Portal Setor3 – Nesses espaços elas falam sobre o quê?

LD – Falam dos problemas concretos que têm. Ninguém dá conselhos. A escuta respeitosa e o acolhimento já se tornam uma cura. Nesse aspecto, Freud foi genial quando utilizou a palavra como meio de cura. Ele cria a psicanálise justamente porque entendeu que, a partir do momento que estamos falando e expondo a situação em que estamos engolidos, já vamos organizando a própria situação e até é possível que encontremos a saída. Somos filhos da linguagem. Nós, como humanos, temos a linguagem como construtora da nossa identidade. Veja que profundo é isso.

Portal Setor3 – A linguagem então é uma ferramenta de convivência e de promoção de direitos?

LD – Sem dúvida. Aquele que está coibido, seja por força da lei, dos sistemas autocráticos e ditatoriais, por conta do medo, ou aquele que está no silêncio, simplesmente não pode exercer sua humanidade.

Portal Setor3 – Quando um educador se depara com uma situação de violação de direitos ente jovens, dentro de uma sala de aula ou de um grupo de educação, como ele deve lidar com isso?

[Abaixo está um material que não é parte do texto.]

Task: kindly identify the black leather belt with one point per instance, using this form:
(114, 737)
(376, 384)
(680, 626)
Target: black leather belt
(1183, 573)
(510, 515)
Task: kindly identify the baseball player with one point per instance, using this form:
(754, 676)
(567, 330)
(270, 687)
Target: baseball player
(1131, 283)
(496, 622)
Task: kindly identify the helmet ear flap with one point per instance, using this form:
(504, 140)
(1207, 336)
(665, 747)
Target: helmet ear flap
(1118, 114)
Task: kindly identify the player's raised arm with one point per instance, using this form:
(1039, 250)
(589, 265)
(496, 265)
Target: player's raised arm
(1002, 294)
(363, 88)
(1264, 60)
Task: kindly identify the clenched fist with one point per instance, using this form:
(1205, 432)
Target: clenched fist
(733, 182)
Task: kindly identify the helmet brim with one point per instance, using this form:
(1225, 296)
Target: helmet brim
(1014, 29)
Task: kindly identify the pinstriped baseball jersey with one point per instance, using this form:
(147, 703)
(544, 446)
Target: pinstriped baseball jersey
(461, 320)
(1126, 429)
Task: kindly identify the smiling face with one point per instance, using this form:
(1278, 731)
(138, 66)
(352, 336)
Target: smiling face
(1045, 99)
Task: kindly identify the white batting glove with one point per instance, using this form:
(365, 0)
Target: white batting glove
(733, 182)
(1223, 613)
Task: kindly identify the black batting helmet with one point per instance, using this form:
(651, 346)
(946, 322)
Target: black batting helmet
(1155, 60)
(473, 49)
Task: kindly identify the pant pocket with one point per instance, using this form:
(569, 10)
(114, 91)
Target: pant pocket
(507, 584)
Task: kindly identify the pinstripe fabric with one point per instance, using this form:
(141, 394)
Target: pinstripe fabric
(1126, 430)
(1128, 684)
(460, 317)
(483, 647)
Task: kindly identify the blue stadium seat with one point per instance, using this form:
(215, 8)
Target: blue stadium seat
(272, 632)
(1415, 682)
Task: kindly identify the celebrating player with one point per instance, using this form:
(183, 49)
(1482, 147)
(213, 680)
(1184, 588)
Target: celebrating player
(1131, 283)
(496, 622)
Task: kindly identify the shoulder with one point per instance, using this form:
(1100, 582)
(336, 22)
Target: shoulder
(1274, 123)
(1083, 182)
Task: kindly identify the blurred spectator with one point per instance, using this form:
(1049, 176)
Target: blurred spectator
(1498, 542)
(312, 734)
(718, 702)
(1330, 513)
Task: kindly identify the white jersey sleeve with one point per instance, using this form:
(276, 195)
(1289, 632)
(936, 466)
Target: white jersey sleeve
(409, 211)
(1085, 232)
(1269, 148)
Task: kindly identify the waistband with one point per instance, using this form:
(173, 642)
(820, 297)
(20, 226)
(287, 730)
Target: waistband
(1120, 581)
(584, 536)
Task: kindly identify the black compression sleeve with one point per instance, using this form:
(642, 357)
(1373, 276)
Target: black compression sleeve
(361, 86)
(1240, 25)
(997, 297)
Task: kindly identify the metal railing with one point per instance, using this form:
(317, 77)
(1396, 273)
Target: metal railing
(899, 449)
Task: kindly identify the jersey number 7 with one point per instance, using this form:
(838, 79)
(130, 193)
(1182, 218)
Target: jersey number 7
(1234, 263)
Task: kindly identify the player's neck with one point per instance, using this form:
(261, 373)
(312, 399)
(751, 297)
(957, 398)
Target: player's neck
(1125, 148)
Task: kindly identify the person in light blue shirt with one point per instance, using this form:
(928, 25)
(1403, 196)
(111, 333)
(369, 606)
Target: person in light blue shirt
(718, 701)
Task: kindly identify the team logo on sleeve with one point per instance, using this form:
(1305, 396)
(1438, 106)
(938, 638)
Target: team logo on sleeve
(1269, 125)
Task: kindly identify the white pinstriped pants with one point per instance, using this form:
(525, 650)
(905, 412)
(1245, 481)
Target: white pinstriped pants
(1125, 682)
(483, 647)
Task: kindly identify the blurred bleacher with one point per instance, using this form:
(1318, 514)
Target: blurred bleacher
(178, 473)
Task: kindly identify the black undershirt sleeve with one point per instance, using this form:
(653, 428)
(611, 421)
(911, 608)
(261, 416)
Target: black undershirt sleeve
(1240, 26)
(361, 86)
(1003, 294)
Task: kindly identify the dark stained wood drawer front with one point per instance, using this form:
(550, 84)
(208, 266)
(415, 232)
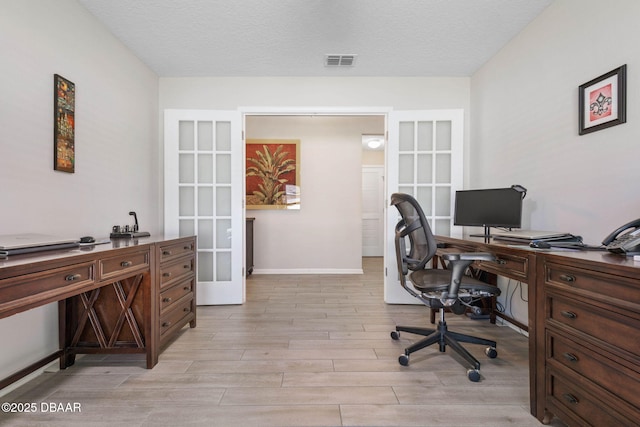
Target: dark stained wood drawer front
(596, 284)
(176, 250)
(171, 273)
(109, 268)
(563, 353)
(579, 401)
(509, 264)
(174, 294)
(177, 317)
(38, 288)
(613, 329)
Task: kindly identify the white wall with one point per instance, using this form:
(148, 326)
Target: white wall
(325, 235)
(117, 163)
(296, 94)
(524, 120)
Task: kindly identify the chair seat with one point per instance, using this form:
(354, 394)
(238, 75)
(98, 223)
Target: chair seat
(438, 280)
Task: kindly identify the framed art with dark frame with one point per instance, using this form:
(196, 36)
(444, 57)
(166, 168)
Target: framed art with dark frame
(603, 101)
(64, 102)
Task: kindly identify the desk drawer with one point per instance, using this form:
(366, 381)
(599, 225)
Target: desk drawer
(600, 284)
(176, 271)
(177, 317)
(610, 327)
(563, 353)
(122, 264)
(50, 285)
(508, 265)
(587, 404)
(172, 251)
(173, 295)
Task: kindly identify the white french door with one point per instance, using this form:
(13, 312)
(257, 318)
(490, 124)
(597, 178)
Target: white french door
(203, 196)
(424, 159)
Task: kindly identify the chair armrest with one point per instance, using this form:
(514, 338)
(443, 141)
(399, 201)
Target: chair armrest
(469, 256)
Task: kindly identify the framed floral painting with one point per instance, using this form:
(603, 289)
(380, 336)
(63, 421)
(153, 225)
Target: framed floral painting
(272, 174)
(603, 101)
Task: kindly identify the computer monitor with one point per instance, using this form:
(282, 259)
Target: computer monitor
(497, 207)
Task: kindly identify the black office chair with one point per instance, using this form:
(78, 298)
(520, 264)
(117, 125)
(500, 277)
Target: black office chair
(437, 288)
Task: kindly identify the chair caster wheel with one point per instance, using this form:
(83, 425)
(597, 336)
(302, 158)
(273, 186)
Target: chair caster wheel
(491, 352)
(403, 360)
(473, 375)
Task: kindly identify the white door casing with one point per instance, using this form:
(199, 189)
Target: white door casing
(372, 210)
(203, 196)
(424, 158)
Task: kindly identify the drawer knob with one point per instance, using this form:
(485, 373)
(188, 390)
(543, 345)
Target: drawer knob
(568, 314)
(570, 357)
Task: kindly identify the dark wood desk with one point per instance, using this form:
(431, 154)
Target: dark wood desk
(584, 329)
(129, 296)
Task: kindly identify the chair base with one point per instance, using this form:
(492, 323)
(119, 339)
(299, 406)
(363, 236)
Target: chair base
(443, 337)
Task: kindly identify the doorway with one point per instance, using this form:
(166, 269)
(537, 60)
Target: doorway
(326, 235)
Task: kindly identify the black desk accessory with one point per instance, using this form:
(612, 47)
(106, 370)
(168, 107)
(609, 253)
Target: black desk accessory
(128, 231)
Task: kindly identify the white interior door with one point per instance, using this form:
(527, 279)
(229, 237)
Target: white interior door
(424, 159)
(372, 210)
(204, 181)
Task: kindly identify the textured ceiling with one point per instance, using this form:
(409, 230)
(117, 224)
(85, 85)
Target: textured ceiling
(291, 37)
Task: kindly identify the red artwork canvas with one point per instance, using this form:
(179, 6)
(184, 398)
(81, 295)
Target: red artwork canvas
(272, 174)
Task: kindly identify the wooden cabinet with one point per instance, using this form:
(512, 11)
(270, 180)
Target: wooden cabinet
(131, 296)
(592, 350)
(177, 286)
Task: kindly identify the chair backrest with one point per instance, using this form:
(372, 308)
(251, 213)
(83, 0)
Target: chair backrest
(415, 226)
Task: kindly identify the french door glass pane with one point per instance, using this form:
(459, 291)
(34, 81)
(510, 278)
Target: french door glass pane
(186, 135)
(406, 169)
(205, 136)
(187, 227)
(205, 171)
(425, 169)
(425, 136)
(223, 201)
(187, 199)
(443, 168)
(443, 136)
(424, 197)
(443, 201)
(223, 233)
(205, 201)
(406, 136)
(223, 136)
(205, 266)
(223, 263)
(223, 169)
(186, 174)
(205, 234)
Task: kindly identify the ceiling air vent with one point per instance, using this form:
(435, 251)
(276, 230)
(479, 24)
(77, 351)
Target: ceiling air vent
(339, 60)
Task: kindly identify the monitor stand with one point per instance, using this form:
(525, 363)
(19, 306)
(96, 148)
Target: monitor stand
(486, 235)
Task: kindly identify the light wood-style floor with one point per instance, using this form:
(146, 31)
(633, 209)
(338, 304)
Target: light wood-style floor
(303, 351)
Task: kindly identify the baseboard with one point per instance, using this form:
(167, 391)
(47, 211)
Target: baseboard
(332, 271)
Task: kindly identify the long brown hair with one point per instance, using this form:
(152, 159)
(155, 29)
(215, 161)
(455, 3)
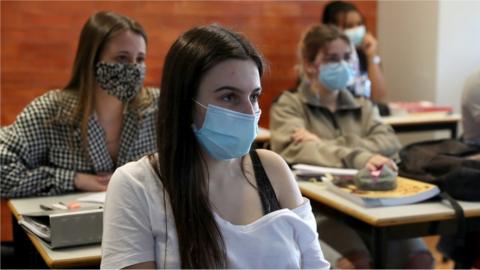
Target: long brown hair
(316, 38)
(96, 33)
(182, 169)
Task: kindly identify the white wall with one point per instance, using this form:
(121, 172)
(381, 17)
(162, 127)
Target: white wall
(458, 48)
(428, 48)
(407, 38)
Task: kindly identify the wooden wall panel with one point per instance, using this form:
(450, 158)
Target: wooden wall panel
(39, 39)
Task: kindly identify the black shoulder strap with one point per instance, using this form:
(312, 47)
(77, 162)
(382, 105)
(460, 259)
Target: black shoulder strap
(265, 189)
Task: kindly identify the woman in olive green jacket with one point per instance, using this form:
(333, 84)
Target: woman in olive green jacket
(321, 123)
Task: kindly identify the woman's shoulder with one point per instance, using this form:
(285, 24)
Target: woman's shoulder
(281, 178)
(135, 175)
(48, 105)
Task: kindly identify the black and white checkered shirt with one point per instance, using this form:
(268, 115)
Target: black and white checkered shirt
(40, 156)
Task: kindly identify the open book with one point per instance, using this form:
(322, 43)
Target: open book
(64, 228)
(408, 191)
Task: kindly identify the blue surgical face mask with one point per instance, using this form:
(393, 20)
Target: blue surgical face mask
(356, 34)
(227, 134)
(336, 76)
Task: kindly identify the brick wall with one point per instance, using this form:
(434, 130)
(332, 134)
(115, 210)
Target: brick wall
(39, 39)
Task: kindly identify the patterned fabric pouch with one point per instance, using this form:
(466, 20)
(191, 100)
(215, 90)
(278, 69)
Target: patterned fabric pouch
(382, 179)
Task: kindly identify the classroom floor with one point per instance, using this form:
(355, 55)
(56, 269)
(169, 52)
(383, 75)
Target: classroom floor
(7, 255)
(431, 242)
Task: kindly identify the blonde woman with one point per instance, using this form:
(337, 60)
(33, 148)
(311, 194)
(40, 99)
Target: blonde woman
(74, 138)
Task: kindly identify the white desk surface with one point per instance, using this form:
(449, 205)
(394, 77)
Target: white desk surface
(422, 118)
(63, 257)
(264, 134)
(386, 216)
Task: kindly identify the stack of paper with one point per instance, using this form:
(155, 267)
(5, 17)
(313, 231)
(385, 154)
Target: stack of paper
(304, 170)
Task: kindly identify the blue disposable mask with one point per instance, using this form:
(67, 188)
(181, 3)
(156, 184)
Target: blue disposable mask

LD – A melhor maneira é sempre reunir as partes. Se foi algo muito grave, pedir para o ofendido que por favor verbalize o que está sentindo, para que o outro ouça. E a esse outro, perguntar: “Por que você fez isso? Quais foram as razões? Você está vendo as consequências de seus atos? ”. Algo muito importante é ensinar, desde criancinha, mesmo antes da alfabetização, que todos nossos atos têm consequências. E elas podem ser promotoras de vida ou inibidoras, benéficas ou maléficas. Como uma plantinha que a criança tem em casa e que assumiu a responsabilidade de cuidar. Se não é regada com a frequência necessária, é uma maneira evidente que a criança tem de ver que o descuido provoca consequências graves. É muito importante vincular desde pequenos que tudo que fazemos ou deixamos de fazer, permitindo por exemplo que um terceiro seja humilhado, cria consequências.

Portal Setor3 –Qual é a maior dificuldade de promover os direitos humanos no Brasil atualmente?

LD – Por um lado, uma visão extremamente conservadora, me atrevo a dizer até autoritária, de acreditar que os direitos humanos vieram para proteger o desvio de comportamento, dizer que vieram para proteger bandidos. É uma falta de conhecimento, de informação e de estudo sobre as dinâmicas sociais e sobre o próprio documento. Não posso impor o que é verdadeiro e significativo para mim para todas as partes, simplesmente porque não gostaria que fizessem isso comigo. É um princípio natural que viabiliza o convívio rico e saudável. Temos ainda, infelizmente, um grupo muito pouco instruído das verdadeiras consequências da Declaração Universal dos Direitos Humanos, das verdadeiras pautas que vão constituindo para facilitar a vida. Por outro lado, também temos uma diversidade de violências que não são construtoras nem desejáveis para ninguém. O fato de depredar objetos públicos como meio de expressão, por exemplo quebrar um ônibus, pichar monumentos, quebrar lixeiras da cidade ou telefones públicos, nada disso é instrumento eficiente para mostrar uma demanda, uma revolta. Com isso prejudico o usuário, aquela mesma população que estou querendo favorecer. A violência como meio de expressão não é eficiente, pelo contrário, nos faz regredir. Essas são as duas questões mais importantes. A violência nunca é uma linguagem reparadora, ela é sempre é violação de direitos. Ela visa a vingança. Uma geração mais nova já está começando a sacar isso. Eu me lembro muito bem nas manifestações de 2013 quando alguém queria colocar um cartaz ofensivo, a própria meninada já dizia: “não é para isso que viemos aqui”. Isso é muito bonito acontecendo espontaneamente. Me dá esperança de que novos mecanismos de comportamento estão começando a ser testados e implementados porque entendemos que os antigos já não dão conta da complexidade da sociedade contemporânea.